Even in complex consumer-goods markets - where sales of one product might impact demand for the same company’s other products - SAP can help keep inventory on track in terms of carbon footprint - to manage those phase-in/phase-out processes. And thanks to better support of artificial intelligence (AI) these processes now happen in more real-time and low-touch.
“Managing inventory for interrelated products can be a massive problem,” admits Vallejo. “This is where demand planning built on AI and ML comes in. We can use this tech to look at patterns and interrelationships between not only the products themselves but between the products and other factors, such as the economy, the environment and the market. One simple example is how the price of steel and oil impacts the portfolio mix and prices in automotive prices.”
Awareness the biggest barrier to progress on sustainability
But of course, integrating sustainability into enterprise-wide systems and processes can be hugely challenging for companies. Often the biggest problem is one of awareness.
“There is a lack of awareness of how important sustainability is as a planning discipline,” reveals Vallejo. “We often see companies create offline after-the-fact sustainability reports - maybe on how they did on this front in the previous quarter.
“The biggest challenge is making them realise that their sustainability goals must inform their decisions around supply chain planning. In logistics, an example this would mean deciding how much volume you send by boat, air, truck, rail.”
“Sustainability is an awareness hurdle, but it's not actually that difficult to incorporate into your planning. We’ve just released a carbon-footprint dimension across SAP Integrated Business Planning. Really now it’s all about awareness and training.”
Of course, planning isn’t solely about sustainability; avoiding disruption is also vital.
“To overcome disruption you need to be able to anticipate what could happen, what the impact would be and how you can be prepared to mitigate better,” says Vallejo. So for example, if you have a single-source supplier that's performing well today, what if that supplier has a problem in the future? It’s the same if you use a single transportation route that's critical for you.”
To this end, he says what-if scenarios are key, because it means that before any disruption happens, there will be a response plan in place. “This is where planning can help tremendously, in terms of being prepared and, therefore, resilient,” says Vallejo.
He adds that another important resilience-boosting aspect of planning is how it helps with supply chain response management, which is about responding better when disruption actually hits.
“Remember, disruption isn’t always upstream, with suppliers,” Vallejo stresses. “It can also be downstream, with changes in demand or problems with transportation. Using real-time planning, you can see what the impact of such disruption will be, and figure out alternatives. You might reroute volumes, for example, or rebalance inventory. All of these decisions need to happen instantly, and this is where a digital planning environment can help to synchronise decisions across finance, manufacturing, logistics and the business network in near real time.

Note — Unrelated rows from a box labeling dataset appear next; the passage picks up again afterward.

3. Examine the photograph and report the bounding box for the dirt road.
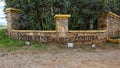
[0,49,120,68]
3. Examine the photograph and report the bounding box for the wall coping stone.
[11,30,107,33]
[54,14,71,19]
[5,8,21,12]
[69,30,107,33]
[11,30,56,33]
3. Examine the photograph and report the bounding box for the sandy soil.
[0,49,120,68]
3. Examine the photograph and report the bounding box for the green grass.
[0,24,7,27]
[0,29,48,51]
[112,35,120,39]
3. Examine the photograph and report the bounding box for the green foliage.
[0,30,24,51]
[0,30,49,51]
[5,0,120,30]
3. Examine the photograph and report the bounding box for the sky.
[0,1,7,25]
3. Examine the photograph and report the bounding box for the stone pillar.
[6,8,20,32]
[97,12,107,30]
[54,14,71,37]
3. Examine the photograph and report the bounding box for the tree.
[5,0,120,30]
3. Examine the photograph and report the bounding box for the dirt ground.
[0,44,120,68]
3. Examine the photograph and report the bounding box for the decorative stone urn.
[54,14,71,37]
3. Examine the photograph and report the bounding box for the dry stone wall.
[6,8,120,45]
[11,30,107,44]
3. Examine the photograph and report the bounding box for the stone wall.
[6,8,120,45]
[11,30,107,44]
[98,12,120,38]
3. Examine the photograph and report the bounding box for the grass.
[112,35,120,39]
[0,29,48,51]
[0,24,7,27]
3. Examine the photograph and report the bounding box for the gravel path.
[0,49,120,68]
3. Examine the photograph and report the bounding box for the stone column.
[6,8,20,32]
[54,14,71,37]
[97,12,107,30]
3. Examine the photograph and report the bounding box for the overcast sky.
[0,2,6,25]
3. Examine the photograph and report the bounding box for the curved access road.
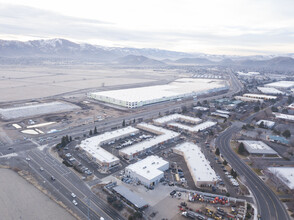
[216,126,290,220]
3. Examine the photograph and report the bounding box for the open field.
[0,102,79,120]
[0,169,74,220]
[0,65,178,102]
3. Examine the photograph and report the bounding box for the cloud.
[0,4,294,54]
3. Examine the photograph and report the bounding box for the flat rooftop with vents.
[173,142,217,187]
[125,155,169,187]
[80,126,139,169]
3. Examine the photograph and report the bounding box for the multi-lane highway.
[0,73,242,219]
[216,126,289,220]
[28,149,124,220]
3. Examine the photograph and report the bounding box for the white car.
[72,200,78,205]
[71,193,77,198]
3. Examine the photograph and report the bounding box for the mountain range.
[0,39,294,70]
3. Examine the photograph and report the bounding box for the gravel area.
[0,169,75,220]
[0,102,80,120]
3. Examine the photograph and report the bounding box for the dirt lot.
[0,169,74,220]
[0,65,178,102]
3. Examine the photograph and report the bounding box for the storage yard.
[268,167,294,189]
[88,78,228,108]
[0,102,80,120]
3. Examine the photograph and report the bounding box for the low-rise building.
[240,140,278,156]
[119,123,180,160]
[273,112,294,122]
[173,142,217,187]
[112,185,148,210]
[125,155,169,187]
[79,126,139,170]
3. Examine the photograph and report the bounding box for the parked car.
[71,193,77,198]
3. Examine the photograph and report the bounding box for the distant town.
[0,58,294,220]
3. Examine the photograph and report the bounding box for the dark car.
[170,190,177,196]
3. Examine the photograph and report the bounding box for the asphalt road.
[216,126,290,220]
[28,149,124,220]
[0,73,242,219]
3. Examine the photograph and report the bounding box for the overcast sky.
[0,0,294,55]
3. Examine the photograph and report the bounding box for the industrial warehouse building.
[88,78,229,108]
[173,142,217,187]
[112,185,148,210]
[240,140,278,156]
[119,123,180,160]
[79,126,139,170]
[125,155,169,187]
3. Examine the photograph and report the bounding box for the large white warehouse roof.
[174,142,217,185]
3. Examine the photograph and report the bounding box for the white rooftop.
[211,112,230,118]
[80,126,139,163]
[88,78,226,102]
[216,110,231,115]
[264,81,294,89]
[240,140,278,154]
[168,121,217,132]
[273,112,294,121]
[174,142,217,181]
[120,122,180,156]
[153,114,202,124]
[257,87,284,95]
[126,155,168,180]
[268,167,294,189]
[243,93,277,99]
[193,106,208,111]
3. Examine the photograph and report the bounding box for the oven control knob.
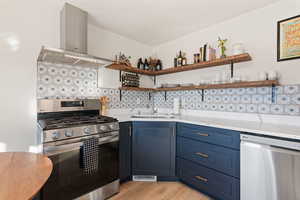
[109,124,115,130]
[52,132,60,140]
[83,128,91,134]
[65,131,74,137]
[99,125,107,131]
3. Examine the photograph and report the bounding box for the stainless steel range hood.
[38,3,113,67]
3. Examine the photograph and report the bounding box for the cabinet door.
[176,137,240,178]
[132,122,176,176]
[177,123,240,149]
[119,122,132,181]
[177,158,240,200]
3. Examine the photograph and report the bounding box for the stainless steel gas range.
[38,99,119,200]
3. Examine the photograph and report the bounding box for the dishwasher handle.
[240,134,300,151]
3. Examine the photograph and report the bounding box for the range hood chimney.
[38,3,113,67]
[60,3,88,54]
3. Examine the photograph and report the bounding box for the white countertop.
[108,109,300,140]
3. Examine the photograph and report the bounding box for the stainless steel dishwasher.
[241,134,300,200]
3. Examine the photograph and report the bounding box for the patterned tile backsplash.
[37,63,153,109]
[37,63,300,115]
[154,85,300,115]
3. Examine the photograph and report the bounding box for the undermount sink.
[131,114,174,119]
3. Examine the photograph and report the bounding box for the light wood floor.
[109,182,212,200]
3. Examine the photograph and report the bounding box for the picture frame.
[277,15,300,62]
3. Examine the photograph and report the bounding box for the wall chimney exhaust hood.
[38,3,113,67]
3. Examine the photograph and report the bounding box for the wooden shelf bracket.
[230,61,234,78]
[119,89,122,102]
[271,83,276,103]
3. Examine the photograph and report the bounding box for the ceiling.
[68,0,278,46]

These are today’s problems, but in a forward-looking business such as SAP, experts like Vallejo always have one eye on the future. He sees big changes afoot in what it will mean for supply chains to be sustainable
“I think we will see dramatic changes in the way products are designed,” he says. “Today, when you order things online sometimes the product is way smaller than the packaging it comes in. We’ll see reusable packaging that you can return for the next product to be shipped to you, for example.”
And he believes some products themselves will change drastically.
“Take detergent, such as shampoo. Up to 99% of shampoo is water, which is heavy and bulky to transport. Yet when you’re in the shower, you're standing in water anyway. I believe shampoo will come in capsule form eventually. Previous generations might not have been open to such a change, but I think today’s younger generations will be.”